The amino acid derivatives represented by the general formula () and their pharmacologically acceptable acid addition salts of the present invention have a 50% inhibitory activity value (IC ₅₀ ) of 5.2 in a renin activity inhibition test using a human renin-sheep renin substrate system. ×
10 ^-7 to 2.5 x 10 ^-8 molar concentration, and also 50% in renin inhibition test in human high renin plasma.
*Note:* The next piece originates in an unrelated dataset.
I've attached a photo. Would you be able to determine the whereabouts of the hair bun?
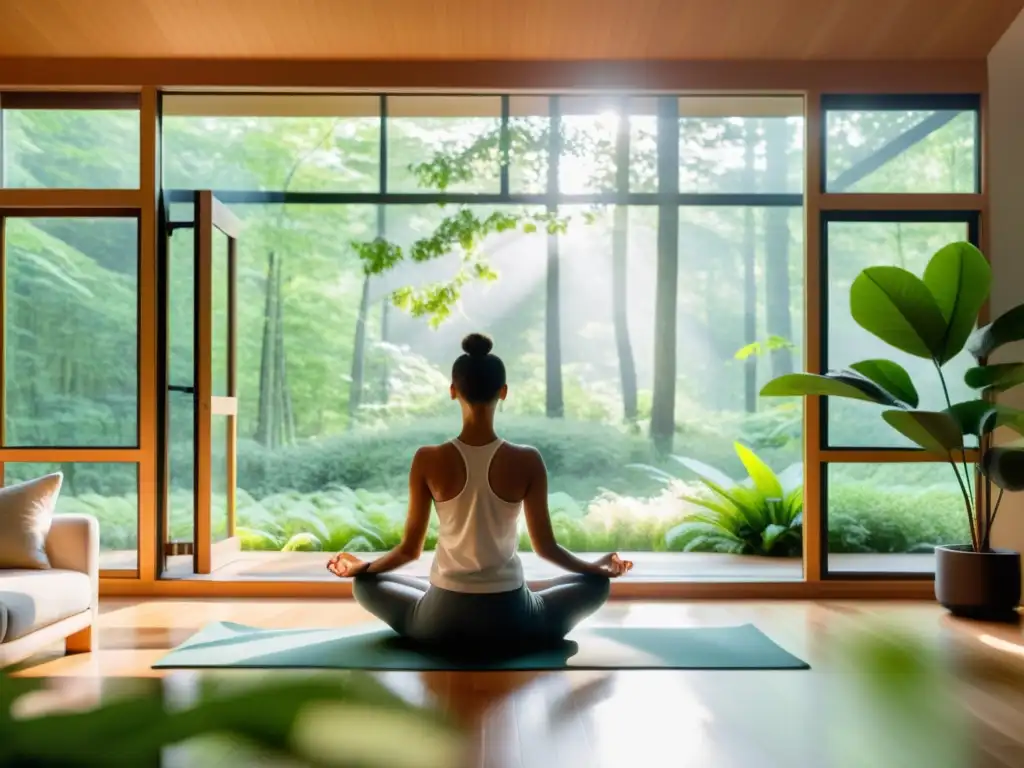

It exhibits a strong inhibitory effect on renin activity with an inhibitory activity value (IC ₅₀ ) of 6.9×10 ⁻⁷ to 5.6×10 ⁻⁸ molar concentration, and has low toxicity. Furthermore, the amino acid derivatives represented by the general formula () and their pharmacologically acceptable acid addition salts of the present invention are stable against proteolytic enzymes such as chymotrypsin and pepsin, and can be administered orally. It can lower blood pressure in monkeys with high renin status. Therefore, the amino acid derivatives represented by the general formula () and their pharmacologically acceptable acid addition salts of the present invention are useful as orally administrable antihypertensive agents.

Claims (1)

[Claims] 1. General formula (In the formula, R ¹ is a carbamoyl group or a lower alkoxycarbonyl group, His is an L-histidyl group, n is 0 or 1, and Y is -0-
or -NH-, and ^R2 is a linear or branched alkyl group having 1 to 7 carbon atoms) and pharmacologically acceptable acid addition salts thereof. 2 General formula (*C in the formula indicates S configuration, R ¹ , His, n, Y
and ^R2 have the same meanings as defined above) and their pharmacologically acceptable acid addition salts. 3 General formula (In the formula, R ¹ , His, *C, Y and R ² have the same meanings as above.) Amino acid derivatives according to claim 2 and their pharmacologically acceptable acid additions salt. 4 General formula (In the formula, R ¹ , His, *C, Y and R ² have the same meanings as above.) Amino acid derivatives according to claim 2 and their pharmacologically acceptable acid additions salt. 5 formula The amino acid derivative according to claim 3, represented by the formula (His and *C have the same meanings as above) and a pharmacologically acceptable acid addition salt thereof. 6 formula The amino acid derivative according to claim 3, represented by the formula (His and *C have the same meanings as above) and a pharmacologically acceptable acid addition salt thereof. 7 formula The amino acid derivative according to claim 3, represented by the formula (His and *C have the same meanings as above) and a pharmacologically acceptable acid addition salt thereof. 8 formula The amino acid derivative according to claim 3, represented by the formula (His and *C have the same meanings as above) and a pharmacologically acceptable acid addition salt thereof. 9 formula The amino acid derivative according to claim 4, represented by the formula (His and *C in the formula have the same meanings as above) and a pharmacologically acceptable acid addition salt thereof.